# Hoyt Defiant 34 Bottom Cam Lean



## icecoldx (Mar 3, 2013)

Hi All,

I recently got the Hoyt Defiant (non-carbon) 34 RH @ 60-70lb set at 70lb and 27" DL @ Cam#1.

Please note I have only done timing, paper (with fletching) and walk back. Bareshaft and Yoke did not happen since I don't have access to a press until the coming Sunday.

Basically I went down to the range with some .400 (I believe it's too weak) Kinetic Hunter w/ 100gr T lock.

First shot at 30m, FP goes into the middle but my BH goes to the left by 3-4".

I followed up by moving the rest ever so slightly towards the right, re-sight and shot an other BH.

Surprisingly the BH still goes to the exact same spot! Repeated and eventually moved the rest so far right that I can't see my sight.

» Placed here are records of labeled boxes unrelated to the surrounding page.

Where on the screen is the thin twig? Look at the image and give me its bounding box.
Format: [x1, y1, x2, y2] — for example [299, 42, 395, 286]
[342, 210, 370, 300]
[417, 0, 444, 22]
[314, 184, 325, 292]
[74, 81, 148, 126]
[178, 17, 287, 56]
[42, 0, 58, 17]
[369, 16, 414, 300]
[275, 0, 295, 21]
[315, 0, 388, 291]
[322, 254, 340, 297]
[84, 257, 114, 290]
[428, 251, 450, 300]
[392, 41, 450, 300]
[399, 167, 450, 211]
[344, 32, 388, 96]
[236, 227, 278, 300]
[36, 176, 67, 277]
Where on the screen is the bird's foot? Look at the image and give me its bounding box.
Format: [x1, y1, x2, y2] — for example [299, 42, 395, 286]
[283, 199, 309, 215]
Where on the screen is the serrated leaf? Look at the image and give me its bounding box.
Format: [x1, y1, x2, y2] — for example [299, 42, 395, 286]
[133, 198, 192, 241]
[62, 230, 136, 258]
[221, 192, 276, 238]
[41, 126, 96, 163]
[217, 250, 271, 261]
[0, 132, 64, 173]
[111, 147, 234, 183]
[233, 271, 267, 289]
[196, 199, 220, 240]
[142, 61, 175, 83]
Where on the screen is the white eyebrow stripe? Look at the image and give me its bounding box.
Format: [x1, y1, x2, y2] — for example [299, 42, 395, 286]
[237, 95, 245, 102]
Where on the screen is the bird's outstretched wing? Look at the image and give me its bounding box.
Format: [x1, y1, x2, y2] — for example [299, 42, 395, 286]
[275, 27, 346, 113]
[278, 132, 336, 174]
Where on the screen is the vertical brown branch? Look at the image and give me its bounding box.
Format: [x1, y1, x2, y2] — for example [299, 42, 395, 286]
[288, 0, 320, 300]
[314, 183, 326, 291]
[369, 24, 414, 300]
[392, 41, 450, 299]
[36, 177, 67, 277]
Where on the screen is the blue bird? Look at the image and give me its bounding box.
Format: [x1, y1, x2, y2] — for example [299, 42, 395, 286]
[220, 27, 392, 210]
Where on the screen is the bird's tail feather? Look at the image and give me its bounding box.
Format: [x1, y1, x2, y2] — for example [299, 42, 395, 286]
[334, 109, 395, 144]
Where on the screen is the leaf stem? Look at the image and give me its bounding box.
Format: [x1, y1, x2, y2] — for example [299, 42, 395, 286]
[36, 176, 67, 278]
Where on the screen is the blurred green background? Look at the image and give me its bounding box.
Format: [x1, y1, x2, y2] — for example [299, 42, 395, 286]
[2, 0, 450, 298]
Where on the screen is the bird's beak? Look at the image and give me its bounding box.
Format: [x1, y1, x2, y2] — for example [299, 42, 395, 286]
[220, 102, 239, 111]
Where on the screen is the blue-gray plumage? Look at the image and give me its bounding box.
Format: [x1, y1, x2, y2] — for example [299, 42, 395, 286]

Guess what, the BH still lands on the same spot!

At this point I gave up and urgently ordered a .300 spine Kinetic and call it for the day.

The next day I thought about checking the cam lean, placed an arrow on the top cam and it cuts across to the d loop.

I was not so worried about this since my charger has the same pre-lean at rest and I can group FP and BH on the same spot.

Now when I place an arrow on the bottom cam, the arrow actually cuts across the first speed nock... Yes that's how much pre-lean there is.

I thought to myself, this can't be right... a $1500 dollar bow that came out of the box from the states... I drew it back and got someone to place an arrow on the bottom cam... cam lean is still there (cutting across the string).

Now top cam I can easy easily by adjusting the yoke.

My question is:

Should I really be worrying about the bottom cam lean at this stage or it's normal ?

I have a hunting trip coming up in a week time... My mate rushed the bow down to local store and they said they can't do much.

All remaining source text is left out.